Today, however, in addition, a remembrance: for some unfathomable reason, earlier this week I began thinking about my elementary school teachers back in Des Moines, Iowa, where I spent my early years. Given that over forty years have come and gone since those halcyon days of yore, I figured that some of them had passed away, so I went to the website of the Des Moines Register to see if I could find any of their obituaries–
–only to find that one of the most influential teachers of my life, Doris Elinora Stukenberg, just passed away two weeks ago today, on October 18, 2012, at the age of 91. Her picture accompanied her obituary–and though older, I saw the woman I still remember.
It was 1967-69, my fifth and sixth grade years. I was invited to join a gifted education program at a school across town from mine, and for both years Mrs. Stukenberg was my “basic skills” teacher, i.e., all academic subjects except math (why the latter was taught separately, I haven’t a clue). She taught us during tumultuous times: Viet Nam and the Tet Offensive; the deaths of Martin Luther King and Robert Kennedy; the race riots of the 1968 summer, Detroit, Newark; the fists held high at the Olympics in Mexico City; the 1968 Democratic convention in Chicago; Richard Nixon’s defeat of Hubert Humphrey (and, never forget, George Wallace!); Armstrong and Aldrin on the moon the summer afterwards.
Only now can I appreciate the freedom she gave us to explore our ideas, to come up with crazy projects, crazy skits. Dan Rowen and Dick Martin’s Laugh-In was hot back then, and in the sixth grade she let a group of us boys put on Cry-Out, which was so ridiculous, I suspect it was hilarious. I remember trying to make crêpes suzettes, of all things, when we studied Europe. During the fifth grade, my mother was up all hours of the night making some crazy “float” of the state of Iowa, replete with some tower sticking up somewhere in the northern part of the map. In class we watched this inane Spanish-language show on the local public television stations (which was dedicated to “educational programming” during the day), my very first introduction to ¿Cómo está Usted?, courtesy of this very odd Latina who was always about three beats behind everyone else on the show. I also did some over-the-top report on Japan, during the sixth grade, as I recall, courtesy of some propaganda supplied by Japan Air Lines through an ad in the National Geographic, entitled Fifty New Views of Japan (or something of that ilk).

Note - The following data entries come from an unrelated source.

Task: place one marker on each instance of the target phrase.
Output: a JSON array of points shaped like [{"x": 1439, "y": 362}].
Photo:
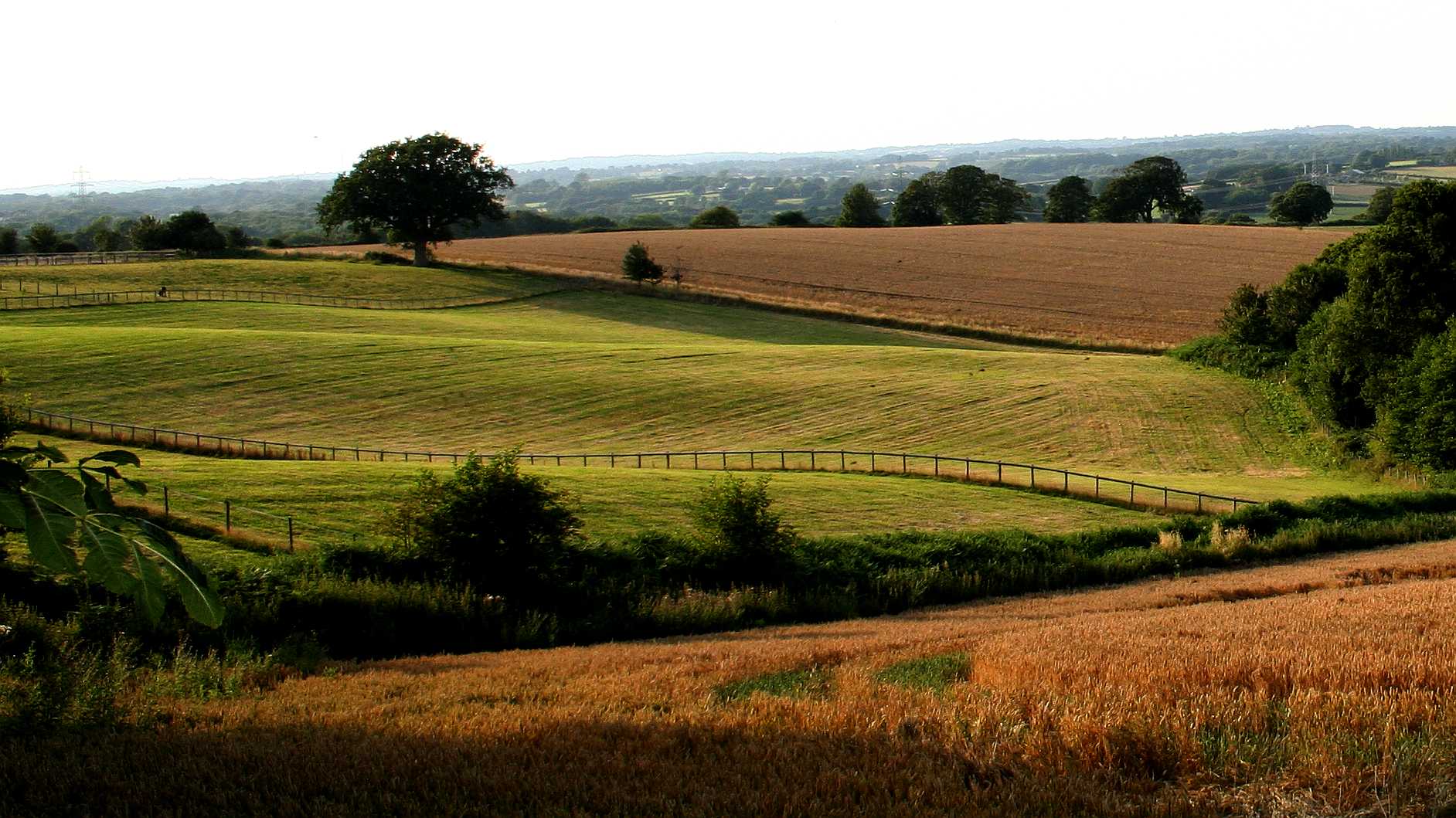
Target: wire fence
[
  {"x": 95, "y": 256},
  {"x": 41, "y": 297},
  {"x": 967, "y": 469}
]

One year Mrs. Stukenberg even called together a noontime summit of the fifth and sixth grade gifted classes to settle our differences in The Great Foursquare Wars. Hillary, Madeline, and Condoleezza, eat your hearts out.
Yet what I most remember was her encouraging me to write, no matter how long (yes, even then . . .), no matter how fantastic. To this day I remember some semi-novella I penned that went on and on about a flamingo and the Presidency and Ameranada and, well, you get the picture. I recall her as having an eternally bemused look, as if she just quite couldn’t believe what was coming out of these kids–and specifically, this kid’s–mouth.
She taught me a bit about tempering the fine art of the smart-aleck. She was quite kind and understanding during my father’s illnesses and surgeries.
In so many ways, this blog is an outgrowth of her belief in me all those years ago. From what I could see in her obituary, she lived well and loved well, leaving behind a family and a legacy not only with elementary kids, but with college kids as well.
She helped me learn how to pave roads back. May she rest in peace.